A half century of tales from one of the game’s originals

Roger Maltbie has stories, the kind that have been told and retold over drinks and dinners, their edges still sharp, the details still clear and the beauty still in the essential truth of the story itself.

Like the story about how he won the inaugural Memorial Tournament 50 years ago when a lousy 4-iron shot caromed off a piece of rebar holding a gallery rope in place and bounced onto the green, helping him beat an angry Hale Irwin in a playoff.

Like the story about him drinking a beer one Monday morning and sticking a needle in Jack Nicklaus at one of the Golden Bear’s proudest moments.

Like the story about how he could have and maybe should have won the 1987 Masters had he only been able to shoot 36 on the second nine on Sunday.

“Who do you know who doesn’t love Roger Maltbie?”
— Jimmy Roberts

Like the story of how he was twice approached about occupying the chair alongside Jim Nantz in the 18th tower for CBS Sports and ultimately turned it down.

And, of course, the story about how he won the 1975 Pleasant Valley Classic and lost the $40,000 winner’s check a few hours later.

We’re getting to those Maltbie stories because they deserve the telling and the retelling, but they are like decorations on a Christmas tree and who doesn’t love a good Christmas tree?

“Who do you know who doesn’t love Roger Maltbie?” asked Jimmy Roberts, one of Maltbie’s longtime associates at NBC Sports.

Well, Hale Irwin for one.

That takes us back 50 years to the first Memorial Tournament played at Muirfield Village, the tournament and course created by Jack Nicklaus.

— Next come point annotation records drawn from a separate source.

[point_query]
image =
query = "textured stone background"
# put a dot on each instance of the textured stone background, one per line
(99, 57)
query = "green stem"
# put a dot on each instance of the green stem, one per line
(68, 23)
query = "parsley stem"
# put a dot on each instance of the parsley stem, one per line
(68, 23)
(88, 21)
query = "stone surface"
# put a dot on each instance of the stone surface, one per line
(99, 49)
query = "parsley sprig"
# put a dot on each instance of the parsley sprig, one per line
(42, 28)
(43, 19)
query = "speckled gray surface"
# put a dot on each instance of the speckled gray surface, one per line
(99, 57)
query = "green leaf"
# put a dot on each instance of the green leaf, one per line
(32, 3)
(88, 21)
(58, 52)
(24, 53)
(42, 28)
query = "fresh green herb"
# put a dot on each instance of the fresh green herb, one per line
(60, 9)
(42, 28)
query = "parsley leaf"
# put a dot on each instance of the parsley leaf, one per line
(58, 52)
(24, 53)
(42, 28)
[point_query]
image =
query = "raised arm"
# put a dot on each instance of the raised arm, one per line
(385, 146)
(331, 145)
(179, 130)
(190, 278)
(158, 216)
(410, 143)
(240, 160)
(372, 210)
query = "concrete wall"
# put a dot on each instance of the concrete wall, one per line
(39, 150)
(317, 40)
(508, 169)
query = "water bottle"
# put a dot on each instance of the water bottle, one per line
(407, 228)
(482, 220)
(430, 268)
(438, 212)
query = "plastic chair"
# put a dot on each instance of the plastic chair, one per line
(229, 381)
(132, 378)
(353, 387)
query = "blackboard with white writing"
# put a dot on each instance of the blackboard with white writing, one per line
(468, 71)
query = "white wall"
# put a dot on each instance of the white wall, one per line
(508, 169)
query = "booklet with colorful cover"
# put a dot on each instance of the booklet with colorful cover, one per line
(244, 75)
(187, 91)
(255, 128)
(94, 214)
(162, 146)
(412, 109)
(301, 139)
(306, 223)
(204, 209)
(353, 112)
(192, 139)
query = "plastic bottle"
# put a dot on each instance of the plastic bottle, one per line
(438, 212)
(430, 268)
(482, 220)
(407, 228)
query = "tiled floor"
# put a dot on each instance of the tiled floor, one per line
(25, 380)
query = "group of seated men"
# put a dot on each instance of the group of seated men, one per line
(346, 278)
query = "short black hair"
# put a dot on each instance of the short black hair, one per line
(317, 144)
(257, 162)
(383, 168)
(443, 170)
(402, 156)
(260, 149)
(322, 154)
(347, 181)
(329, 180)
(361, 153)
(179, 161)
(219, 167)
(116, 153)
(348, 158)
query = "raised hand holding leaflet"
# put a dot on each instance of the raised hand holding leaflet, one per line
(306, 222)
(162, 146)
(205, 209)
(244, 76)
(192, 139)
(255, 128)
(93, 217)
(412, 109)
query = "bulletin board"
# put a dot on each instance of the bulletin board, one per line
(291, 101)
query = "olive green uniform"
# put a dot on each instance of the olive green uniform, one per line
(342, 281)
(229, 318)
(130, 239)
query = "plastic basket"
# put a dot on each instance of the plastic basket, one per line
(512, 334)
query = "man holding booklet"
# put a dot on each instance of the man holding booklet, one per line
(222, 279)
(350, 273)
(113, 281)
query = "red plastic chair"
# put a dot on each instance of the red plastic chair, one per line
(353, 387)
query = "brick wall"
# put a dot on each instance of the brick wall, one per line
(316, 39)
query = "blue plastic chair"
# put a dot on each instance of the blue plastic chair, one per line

Muirfield Village is the magnum opus of Nicklaus’s extensive course-design collection and the Memorial is its elegant frame. Because of the Nicklaus name and the Augusta-like qualities built into the course, the Memorial Tournament had an instant gravitas when it debuted in 1976.

With a field full of the game’s stars, Nicklaus probably didn’t imagine the inaugural Memorial would be won by a 24-year-old, second-year pro wearing patchwork plaid pants, a dark blue shirt and a mop of brown hair long enough to cover his ears. But golf is funny that way.

At the end of 72 holes, Maltbie and Irwin were tied, forcing a playoff. Nicklaus didn’t want sudden-death so he instituted a three-hole playoff that, for whatever reason, would be played over the 15th, 16th and 17th holes.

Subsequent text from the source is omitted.